Which member gets zeroed? Will this apply only to non-overlapping
members? (Obviously all top-level members overlap; this can apply
only to submembers.)

 

[Stephen Sprunk]

Harald van D??k wrote:
Given

union {
double d;
char x[1000];
} u = { 0 };

u.d will be initialised to zero, but I was talking about the bytes that
follow u.d.

In that example, isn't the part of u.x not overlapping with u.d supposed
to be zero-filled as well?

Not so far, but there's a fair chance that C1X will require it.

Really? How will something like this be handled?

union {
int i;
double d;
};

Suppose sizeof(double) > sizeof(int), and double(0.0) isn't
represented as all-bits-zero.

If you are initializing d, nothing would change since there is no
non-overlapping part of i.

In the case where sizeof(int) > sizeof(double), then the non-overlapping
bytes in i would be zero-filled. That is, in fact, what happens with
every implementation I've used (since they zero-fill all memory before
giving it to a process), which is part of why I had thought it was
required. (The is that I rarely use unions, so I keep thinking of the
rules for structs, which are similar but not identical.)

Or consider:

union {
int i;
float f;
void *p;
}

Which member gets zeroed? Will this apply only to non-overlapping
members? (Obviously all top-level members overlap; this can apply
only to submembers.)

See above. The proposed change would only affect the non-overlapping
parts of members that weren't explicitly initialized.

S

 

[Keith Thompson]

Harald van D??k wrote:
Given

union {
double d;
char x[1000];
} u = { 0 };

u.d will be initialised to zero, but I was talking about the
bytes that follow u.d.

In that example, isn't the part of u.x not overlapping with u.d
supposed to be zero-filled as well?

Not so far, but there's a fair chance that C1X will require it.
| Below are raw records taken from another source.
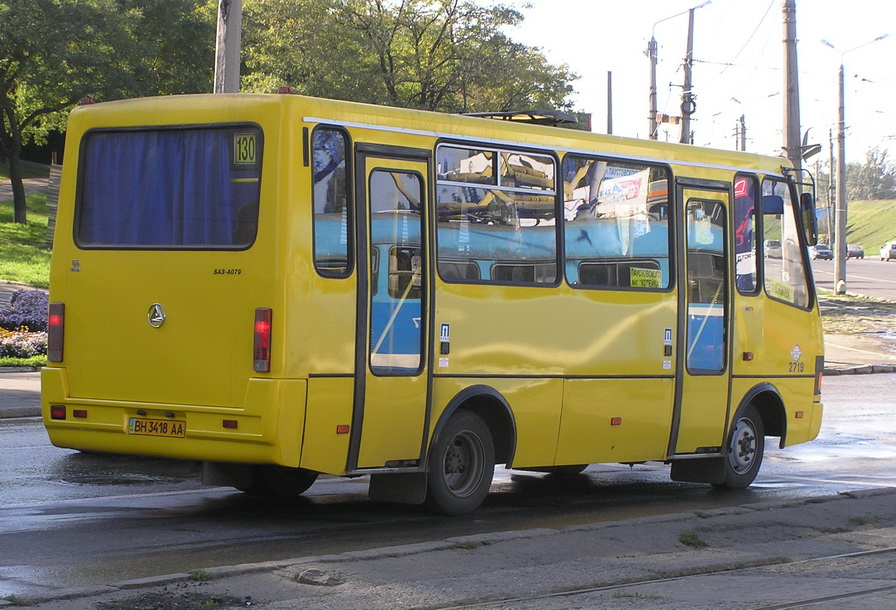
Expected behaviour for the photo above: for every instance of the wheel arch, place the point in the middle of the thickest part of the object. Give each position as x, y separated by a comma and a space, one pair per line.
495, 411
768, 401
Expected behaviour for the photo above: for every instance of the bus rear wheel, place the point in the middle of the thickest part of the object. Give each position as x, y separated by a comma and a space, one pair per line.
462, 465
279, 481
746, 446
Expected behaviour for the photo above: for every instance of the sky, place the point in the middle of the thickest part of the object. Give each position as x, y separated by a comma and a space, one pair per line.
738, 66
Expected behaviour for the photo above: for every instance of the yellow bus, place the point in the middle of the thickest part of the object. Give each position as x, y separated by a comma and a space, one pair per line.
281, 286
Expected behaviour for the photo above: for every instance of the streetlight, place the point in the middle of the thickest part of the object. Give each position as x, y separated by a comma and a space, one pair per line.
651, 54
840, 203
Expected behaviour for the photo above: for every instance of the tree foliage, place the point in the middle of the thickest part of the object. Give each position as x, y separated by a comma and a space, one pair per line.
53, 53
443, 55
874, 179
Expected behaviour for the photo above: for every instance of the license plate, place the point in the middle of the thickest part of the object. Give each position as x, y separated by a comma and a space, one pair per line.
168, 428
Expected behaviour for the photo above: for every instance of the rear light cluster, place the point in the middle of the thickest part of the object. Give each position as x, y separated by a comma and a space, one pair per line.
56, 332
262, 348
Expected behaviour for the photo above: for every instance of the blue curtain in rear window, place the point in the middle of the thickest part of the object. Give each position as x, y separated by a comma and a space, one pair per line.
171, 188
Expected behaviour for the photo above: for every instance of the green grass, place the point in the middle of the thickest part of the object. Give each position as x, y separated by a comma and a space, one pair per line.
871, 224
35, 361
692, 540
23, 257
29, 170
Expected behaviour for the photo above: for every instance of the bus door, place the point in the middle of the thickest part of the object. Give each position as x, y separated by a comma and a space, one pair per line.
702, 391
391, 364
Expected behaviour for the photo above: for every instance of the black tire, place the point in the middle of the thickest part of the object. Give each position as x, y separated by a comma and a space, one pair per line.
279, 482
746, 446
461, 465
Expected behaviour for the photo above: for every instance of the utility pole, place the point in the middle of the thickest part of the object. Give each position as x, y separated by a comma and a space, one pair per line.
609, 102
840, 215
791, 88
651, 54
831, 186
687, 95
227, 46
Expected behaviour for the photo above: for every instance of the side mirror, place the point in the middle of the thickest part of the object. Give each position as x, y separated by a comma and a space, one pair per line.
810, 222
772, 204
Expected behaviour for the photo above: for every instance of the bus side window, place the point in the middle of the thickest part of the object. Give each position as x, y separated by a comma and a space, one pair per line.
616, 222
745, 244
783, 261
330, 198
496, 216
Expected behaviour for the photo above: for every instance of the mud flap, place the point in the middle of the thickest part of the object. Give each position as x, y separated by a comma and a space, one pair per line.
404, 488
701, 470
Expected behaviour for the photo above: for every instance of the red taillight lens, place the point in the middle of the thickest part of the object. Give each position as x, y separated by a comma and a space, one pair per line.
262, 349
55, 332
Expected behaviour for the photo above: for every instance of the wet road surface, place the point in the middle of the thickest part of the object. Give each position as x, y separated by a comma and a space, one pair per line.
70, 519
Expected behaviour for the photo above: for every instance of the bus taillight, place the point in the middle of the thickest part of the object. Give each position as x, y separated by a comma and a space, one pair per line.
55, 332
262, 349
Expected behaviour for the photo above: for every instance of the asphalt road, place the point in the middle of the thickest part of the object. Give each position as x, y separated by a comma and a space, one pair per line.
868, 276
70, 519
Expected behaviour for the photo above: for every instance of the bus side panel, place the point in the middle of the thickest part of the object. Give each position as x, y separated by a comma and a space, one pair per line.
329, 406
615, 420
535, 404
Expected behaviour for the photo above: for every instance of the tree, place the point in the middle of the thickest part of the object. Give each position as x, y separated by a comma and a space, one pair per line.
53, 53
443, 55
875, 179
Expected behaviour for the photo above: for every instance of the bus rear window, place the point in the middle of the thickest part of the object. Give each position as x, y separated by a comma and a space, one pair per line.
171, 188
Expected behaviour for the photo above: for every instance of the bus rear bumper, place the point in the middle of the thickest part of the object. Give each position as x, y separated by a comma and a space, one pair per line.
266, 429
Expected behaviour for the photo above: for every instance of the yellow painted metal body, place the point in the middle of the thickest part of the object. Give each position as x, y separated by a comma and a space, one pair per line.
584, 372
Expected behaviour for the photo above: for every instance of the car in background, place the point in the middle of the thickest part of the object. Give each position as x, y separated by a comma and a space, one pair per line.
888, 251
854, 251
821, 251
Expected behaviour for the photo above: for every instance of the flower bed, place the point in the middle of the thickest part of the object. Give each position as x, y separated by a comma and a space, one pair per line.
23, 326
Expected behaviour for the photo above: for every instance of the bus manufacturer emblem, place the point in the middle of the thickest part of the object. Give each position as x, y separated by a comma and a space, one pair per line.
156, 315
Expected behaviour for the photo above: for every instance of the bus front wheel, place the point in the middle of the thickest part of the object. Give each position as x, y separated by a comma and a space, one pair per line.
746, 446
462, 465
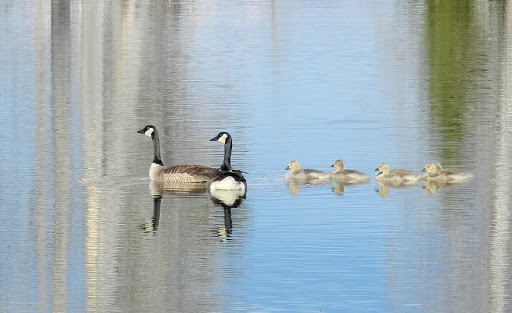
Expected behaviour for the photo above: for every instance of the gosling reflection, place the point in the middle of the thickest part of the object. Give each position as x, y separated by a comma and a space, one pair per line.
228, 199
386, 186
294, 184
432, 187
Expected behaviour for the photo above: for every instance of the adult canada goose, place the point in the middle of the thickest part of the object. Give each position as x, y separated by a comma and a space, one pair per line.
298, 173
226, 178
396, 175
174, 174
348, 176
435, 172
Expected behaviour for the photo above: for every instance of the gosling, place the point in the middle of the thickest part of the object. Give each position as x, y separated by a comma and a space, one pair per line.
348, 176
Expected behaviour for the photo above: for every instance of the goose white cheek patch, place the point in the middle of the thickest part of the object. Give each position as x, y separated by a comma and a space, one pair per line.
223, 138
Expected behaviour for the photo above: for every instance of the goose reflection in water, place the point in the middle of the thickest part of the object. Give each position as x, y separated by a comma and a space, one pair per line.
156, 189
227, 199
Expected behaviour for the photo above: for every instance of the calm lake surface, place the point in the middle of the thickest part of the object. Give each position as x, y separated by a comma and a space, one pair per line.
404, 82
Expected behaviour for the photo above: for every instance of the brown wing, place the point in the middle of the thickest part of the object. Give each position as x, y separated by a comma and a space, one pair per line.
192, 170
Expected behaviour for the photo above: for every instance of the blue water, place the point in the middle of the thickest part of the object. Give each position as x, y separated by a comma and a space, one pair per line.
311, 81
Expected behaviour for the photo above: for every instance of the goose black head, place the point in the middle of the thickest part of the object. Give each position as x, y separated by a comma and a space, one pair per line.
148, 130
222, 137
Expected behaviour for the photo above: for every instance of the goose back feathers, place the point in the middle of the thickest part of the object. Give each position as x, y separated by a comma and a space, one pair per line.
225, 177
174, 174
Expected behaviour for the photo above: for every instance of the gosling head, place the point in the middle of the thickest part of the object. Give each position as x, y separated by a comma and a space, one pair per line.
221, 137
432, 168
339, 165
429, 168
293, 165
148, 130
382, 168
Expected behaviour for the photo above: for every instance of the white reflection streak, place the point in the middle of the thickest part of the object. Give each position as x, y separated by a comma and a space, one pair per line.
500, 232
89, 39
43, 177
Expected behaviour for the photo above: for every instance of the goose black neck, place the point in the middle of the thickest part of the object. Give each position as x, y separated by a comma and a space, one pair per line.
226, 165
156, 148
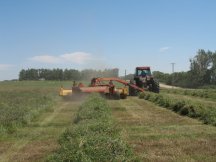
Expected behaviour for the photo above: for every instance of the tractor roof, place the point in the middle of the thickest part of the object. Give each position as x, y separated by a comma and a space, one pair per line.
143, 68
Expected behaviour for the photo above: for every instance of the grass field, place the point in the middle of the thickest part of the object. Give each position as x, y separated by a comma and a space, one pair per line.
154, 133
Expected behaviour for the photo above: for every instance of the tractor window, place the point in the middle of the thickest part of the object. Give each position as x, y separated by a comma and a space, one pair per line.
143, 72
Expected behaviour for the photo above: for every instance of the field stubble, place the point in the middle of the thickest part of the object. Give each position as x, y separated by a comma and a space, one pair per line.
158, 134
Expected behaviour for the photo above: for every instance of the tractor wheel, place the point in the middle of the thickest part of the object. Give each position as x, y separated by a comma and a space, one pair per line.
155, 86
132, 91
123, 96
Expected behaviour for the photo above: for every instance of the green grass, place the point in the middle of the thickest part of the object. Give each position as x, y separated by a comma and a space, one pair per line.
192, 108
202, 93
158, 134
93, 137
48, 116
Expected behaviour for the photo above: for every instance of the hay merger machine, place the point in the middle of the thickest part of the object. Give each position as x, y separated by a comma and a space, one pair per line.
143, 80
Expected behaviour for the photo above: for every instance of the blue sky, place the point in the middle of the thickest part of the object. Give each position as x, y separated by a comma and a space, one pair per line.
103, 34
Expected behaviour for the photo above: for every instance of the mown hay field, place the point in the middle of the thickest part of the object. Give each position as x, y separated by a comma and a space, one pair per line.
38, 125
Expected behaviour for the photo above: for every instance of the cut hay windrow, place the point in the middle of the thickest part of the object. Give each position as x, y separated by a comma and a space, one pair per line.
93, 136
194, 109
202, 93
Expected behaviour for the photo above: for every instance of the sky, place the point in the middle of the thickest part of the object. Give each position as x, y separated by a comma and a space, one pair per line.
98, 34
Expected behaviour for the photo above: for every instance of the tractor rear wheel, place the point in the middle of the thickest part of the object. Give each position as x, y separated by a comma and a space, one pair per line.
155, 86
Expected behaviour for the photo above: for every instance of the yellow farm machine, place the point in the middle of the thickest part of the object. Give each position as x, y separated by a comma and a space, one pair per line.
143, 80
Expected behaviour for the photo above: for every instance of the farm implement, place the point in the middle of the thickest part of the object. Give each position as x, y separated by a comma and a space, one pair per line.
143, 80
104, 86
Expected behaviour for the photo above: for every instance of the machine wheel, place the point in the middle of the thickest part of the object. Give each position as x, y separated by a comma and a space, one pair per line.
116, 96
132, 91
123, 96
155, 86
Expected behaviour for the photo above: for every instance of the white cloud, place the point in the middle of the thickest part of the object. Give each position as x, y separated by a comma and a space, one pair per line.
163, 49
5, 66
46, 59
75, 57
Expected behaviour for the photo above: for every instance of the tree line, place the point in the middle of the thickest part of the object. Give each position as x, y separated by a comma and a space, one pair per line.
66, 74
202, 72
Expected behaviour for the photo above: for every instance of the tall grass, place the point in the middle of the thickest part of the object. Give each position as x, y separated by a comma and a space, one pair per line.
194, 109
19, 107
93, 136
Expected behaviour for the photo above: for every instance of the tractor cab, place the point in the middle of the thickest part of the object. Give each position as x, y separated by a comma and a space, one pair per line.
143, 72
143, 78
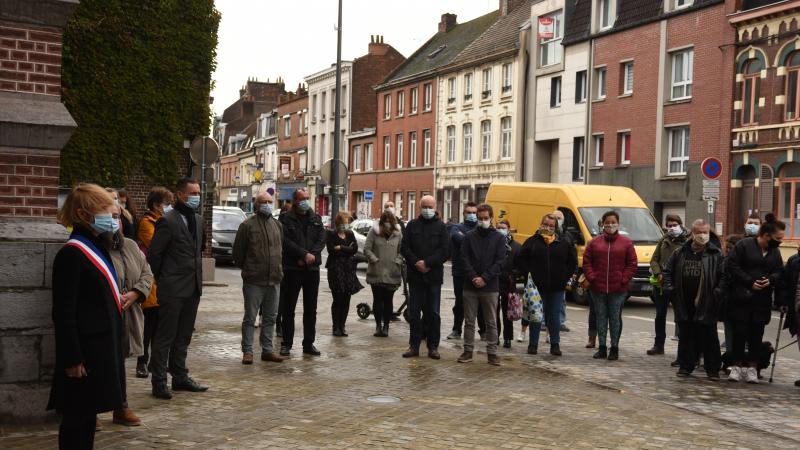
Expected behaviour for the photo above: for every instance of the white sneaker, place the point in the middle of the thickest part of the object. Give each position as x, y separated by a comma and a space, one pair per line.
751, 375
735, 375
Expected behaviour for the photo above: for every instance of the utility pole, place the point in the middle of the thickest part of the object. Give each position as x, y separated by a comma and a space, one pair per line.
337, 130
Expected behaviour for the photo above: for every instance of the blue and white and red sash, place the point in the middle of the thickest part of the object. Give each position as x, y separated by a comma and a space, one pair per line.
96, 257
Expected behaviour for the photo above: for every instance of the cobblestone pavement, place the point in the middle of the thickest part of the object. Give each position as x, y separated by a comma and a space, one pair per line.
529, 402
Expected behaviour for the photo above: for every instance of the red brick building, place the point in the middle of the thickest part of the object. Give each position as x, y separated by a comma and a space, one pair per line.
402, 152
764, 166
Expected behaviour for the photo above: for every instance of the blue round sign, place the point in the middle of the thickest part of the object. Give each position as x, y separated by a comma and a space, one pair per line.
711, 168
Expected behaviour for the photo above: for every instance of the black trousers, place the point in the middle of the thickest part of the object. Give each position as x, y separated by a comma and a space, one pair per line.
696, 339
745, 333
150, 327
176, 317
76, 431
293, 282
382, 305
339, 309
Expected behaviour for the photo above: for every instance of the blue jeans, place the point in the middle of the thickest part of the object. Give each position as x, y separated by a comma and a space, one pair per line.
264, 299
551, 302
427, 298
608, 308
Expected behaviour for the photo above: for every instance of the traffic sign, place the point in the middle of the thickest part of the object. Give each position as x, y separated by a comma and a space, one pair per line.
711, 168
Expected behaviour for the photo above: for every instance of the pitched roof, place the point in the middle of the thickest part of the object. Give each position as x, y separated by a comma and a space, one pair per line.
503, 35
441, 49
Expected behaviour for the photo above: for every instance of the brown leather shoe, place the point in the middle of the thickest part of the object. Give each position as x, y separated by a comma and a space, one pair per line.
271, 357
126, 417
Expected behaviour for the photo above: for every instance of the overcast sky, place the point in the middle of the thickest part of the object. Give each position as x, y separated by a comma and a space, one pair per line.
295, 38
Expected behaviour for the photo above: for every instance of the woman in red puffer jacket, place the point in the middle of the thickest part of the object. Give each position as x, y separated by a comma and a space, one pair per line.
609, 263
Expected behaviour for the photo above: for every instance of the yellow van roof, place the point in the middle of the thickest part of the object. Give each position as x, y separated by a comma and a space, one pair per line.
586, 195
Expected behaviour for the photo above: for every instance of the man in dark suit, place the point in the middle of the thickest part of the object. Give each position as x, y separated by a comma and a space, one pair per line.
175, 256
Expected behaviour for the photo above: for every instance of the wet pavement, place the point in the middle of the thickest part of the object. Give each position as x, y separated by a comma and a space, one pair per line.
529, 402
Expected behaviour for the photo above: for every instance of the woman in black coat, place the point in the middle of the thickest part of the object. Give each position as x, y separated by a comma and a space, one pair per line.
87, 318
755, 268
342, 279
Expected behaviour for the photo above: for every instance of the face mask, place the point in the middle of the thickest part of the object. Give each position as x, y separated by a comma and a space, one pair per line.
701, 238
193, 201
105, 223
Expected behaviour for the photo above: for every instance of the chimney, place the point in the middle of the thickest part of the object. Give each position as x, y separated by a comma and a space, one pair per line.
448, 22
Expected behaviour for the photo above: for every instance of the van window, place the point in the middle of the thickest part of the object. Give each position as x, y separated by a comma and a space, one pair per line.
636, 223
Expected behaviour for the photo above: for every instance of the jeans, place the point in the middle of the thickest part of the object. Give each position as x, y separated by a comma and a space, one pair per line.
293, 282
382, 305
551, 303
608, 308
264, 299
488, 308
661, 318
697, 339
427, 298
176, 318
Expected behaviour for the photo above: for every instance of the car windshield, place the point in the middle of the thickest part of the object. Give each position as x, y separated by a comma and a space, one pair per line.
636, 223
226, 222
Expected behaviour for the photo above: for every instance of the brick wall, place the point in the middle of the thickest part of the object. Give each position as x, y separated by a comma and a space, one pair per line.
30, 60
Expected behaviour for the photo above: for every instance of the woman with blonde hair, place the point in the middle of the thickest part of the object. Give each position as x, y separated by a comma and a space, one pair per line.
342, 280
87, 318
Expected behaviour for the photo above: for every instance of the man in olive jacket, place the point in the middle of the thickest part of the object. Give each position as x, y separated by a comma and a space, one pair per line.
258, 251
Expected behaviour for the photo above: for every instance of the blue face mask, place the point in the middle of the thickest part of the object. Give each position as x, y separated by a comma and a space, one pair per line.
105, 223
193, 201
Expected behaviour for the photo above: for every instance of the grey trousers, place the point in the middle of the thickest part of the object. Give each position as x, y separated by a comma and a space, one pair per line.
488, 306
176, 318
264, 299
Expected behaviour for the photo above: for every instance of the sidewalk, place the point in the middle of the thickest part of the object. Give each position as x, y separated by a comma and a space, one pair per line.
529, 402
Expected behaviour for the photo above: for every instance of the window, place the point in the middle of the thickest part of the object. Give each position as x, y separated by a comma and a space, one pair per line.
426, 147
678, 151
580, 86
486, 140
550, 50
627, 78
451, 144
387, 150
508, 75
467, 131
793, 87
428, 100
682, 63
750, 91
598, 151
355, 164
468, 87
555, 92
451, 91
412, 137
399, 150
578, 164
486, 83
505, 143
625, 148
600, 87
368, 157
401, 103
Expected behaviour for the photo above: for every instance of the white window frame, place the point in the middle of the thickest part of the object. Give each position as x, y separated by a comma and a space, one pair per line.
506, 138
685, 72
685, 144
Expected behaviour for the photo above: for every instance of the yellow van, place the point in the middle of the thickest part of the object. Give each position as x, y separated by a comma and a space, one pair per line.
524, 205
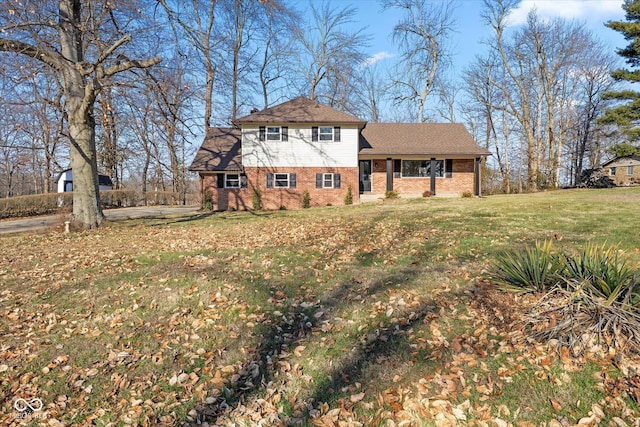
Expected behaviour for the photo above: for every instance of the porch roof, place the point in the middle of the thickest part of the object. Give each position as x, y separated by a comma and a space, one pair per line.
430, 139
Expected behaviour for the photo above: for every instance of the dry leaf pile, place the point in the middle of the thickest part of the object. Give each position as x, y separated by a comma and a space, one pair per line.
295, 320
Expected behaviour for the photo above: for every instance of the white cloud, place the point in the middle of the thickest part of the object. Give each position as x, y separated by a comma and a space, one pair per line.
377, 57
600, 10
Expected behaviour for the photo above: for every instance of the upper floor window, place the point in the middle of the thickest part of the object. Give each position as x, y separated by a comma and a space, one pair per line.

Really? How will something like this be handled?
union {
int i;
double d;
};
Suppose sizeof(double) > sizeof(int), and double(0.0) isn't
represented as all-bits-zero.

If you are initializing d, nothing would change since there is no
non-overlapping part of i.

In the case where sizeof(int) > sizeof(double), then the
non-overlapping bytes in i would be zero-filled. That is, in fact,
what happens with every implementation I've used (since they zero-fill
all memory before giving it to a process), which is part of why I had
thought it was required. (The is that I rarely use unions, so I keep
thinking of the rules for structs, which are similar but not
identical.)

Or consider:
union {
int i;
float f;
void *p;
}
Which member gets zeroed? Will this apply only to non-overlapping
members? (Obviously all top-level members overlap; this can apply
only to submembers.)

See above. The proposed change would only affect the non-overlapping
parts of members that weren't explicitly initialized.

Given:

static union {
int i;
void *p[100];
} obj;

C99 currently states that i is initialized to 0, and the initial value
of p isn't specified. So with the proposed change, all bytes of obj.p
beyond the first sizeof(int) bytes will be set to 0, even if
all-bits-zero isn't a representation of a null pointer?

How is that useful?

 

[lawrence.jones]

Really? How will something like this be handled?

union {
int i;
double d;
};

Suppose sizeof(double) > sizeof(int), and double(0.0) isn't
represented as all-bits-zero.

The proposal is that the "extra" bytes be initialized to zero (actually,
it says that *all* the bytes are set to zero before the regular
initialization process occurs). How useful that is depends on the
actual types involved and their representations, but it reflects
existing practice on the vast majority of implementations.